Friday, September 8, 2017

Graeme Simsion - The Rosie Effect

Forty-one-year-old geneticist Don Tillman had never had a second date before he met Rosie.
Now, living in New York City, they have survived ten months and ten days of marriage, even if Don has had to sacrifice standardized meals and embrace unscheduled sex.
But then Rosie drops the mother of all bombshells. And Don must prepare for the biggest challenge of his previously ordered life - at the same time as dodging deportation, prosecution and professional disgrace.
Is Don Tillman ready to become the man he always dreamed of being? Or will he revert to his old ways and risk losing Rosie for ever?

Comment: This is the sequel to the well received first book of the author, a story I really liked as well. In this new book, we follow the events which took place in the previous installment but after a few months have gone by.
Those who haven't read the first book would lose a lot, though, since everything is related and this is not a book one can fully understand on its own, even if the structure allows for new readers to get the plot. My comments are based on the idea the first book has been read already.

In this new book, Don is living with Rosie in New York so they both can work on their careers, Rosie in particular. When the book begins, Don is feeling conflicted because his friend Gene's family situation is now at a critical stage and he split up with his wife after she finds out he cheated on her. Don tries to help his friend by making things happen so that Gene can work in New York for a while but of course Rosie isn't fond of this idea, especially because something unexpected is going to happen: Don and Rosie are going to become parents.
While Don accepts and deals with this fact, his life still goes through many weird situations only his brain can provide enough explanations for and we, as a reader, surely follow his often complicated steps...

Overall, I think this second story wasn't as good as the first one. The innovative type of character is already known but his way of seeing and describing things is still the same and this is what obviously makes this story special, how Don acts and reacts to things so differently. 
I think what wasn't as well done was the portrayal of Don and Rosie's relationship in some specific situations. Of course Don would struggle a bit with the idea of being a father, even people considered "average" would, but there were certain details I wasn't such a fan of.

Basically, the relationship deteriorates as the plot moves forward because Don doesn't seem to act as if he truly cares about being a father but Rosie already knew he was different so... while valid she could now think differently when a child is on her mind, why did she decide on her own he would be "put aside?"
Another thing I was bothered with about Rosie in this book is why she got to decide to become pregnant in the first place! Unless I misread, she was the one who thought it would be a good idea to have a baby but she didn't talk to Don about it, she just let it happen and announced it later. Wouldn't it be better for someone like Don to deal with it had he known? I can see the plot purposes in this, but then why her reaction...
I really think Rosie, as a character, was placed in a position we would only be able to see her as a sort of opponent when compared to Don and I can't say this felt right or well done, even more so when the end tried to convince us it was all just a (expected) misunderstanding.

My personal preferences and dislikes aside, the story is still engaging and filled with funny and amazing situations only because we see them through Don's eyes.
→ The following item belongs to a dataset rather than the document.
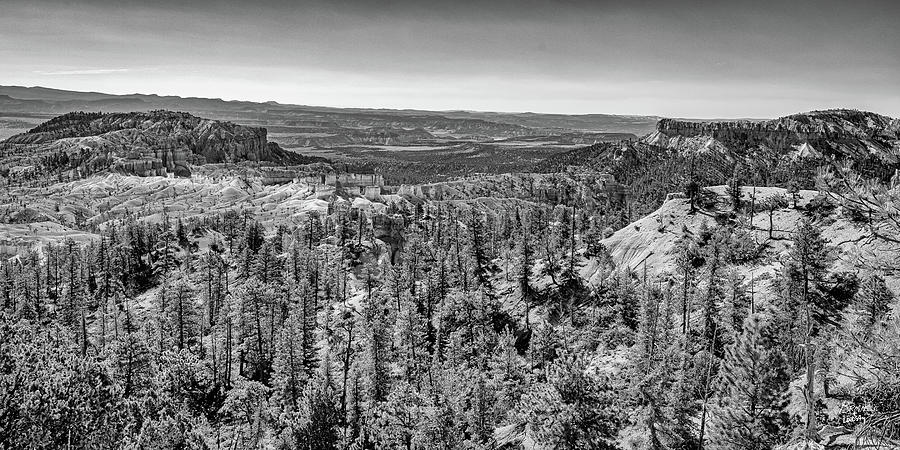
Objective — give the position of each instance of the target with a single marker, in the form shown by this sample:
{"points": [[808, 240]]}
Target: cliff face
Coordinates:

What would be easy or embarrassing for us is usually the opposite for Don and it's particularly interesting when he, not being aware of social interactions and subtleties, can create quite the scene without knowing it. At the same time, for me, this is what makes Don such a great character, his ability to process things differently and how he responds to it.

All things considered, this book should be much weaker for me but I still gave it four stars on GR because the element I liked the best is still here: Don's personality and his attempt to be social, to be the person others respect and even look up to but he didn't become a perfect man, husband or person just to suit the novel.
Some readers say this book suffers of being released too quickly after the successful first one and it's not as fun as the other one was. I kind of agree with the fact this book feels more serious too but at the end of the day, it still worked out, in general, for me. Just not as wonderful.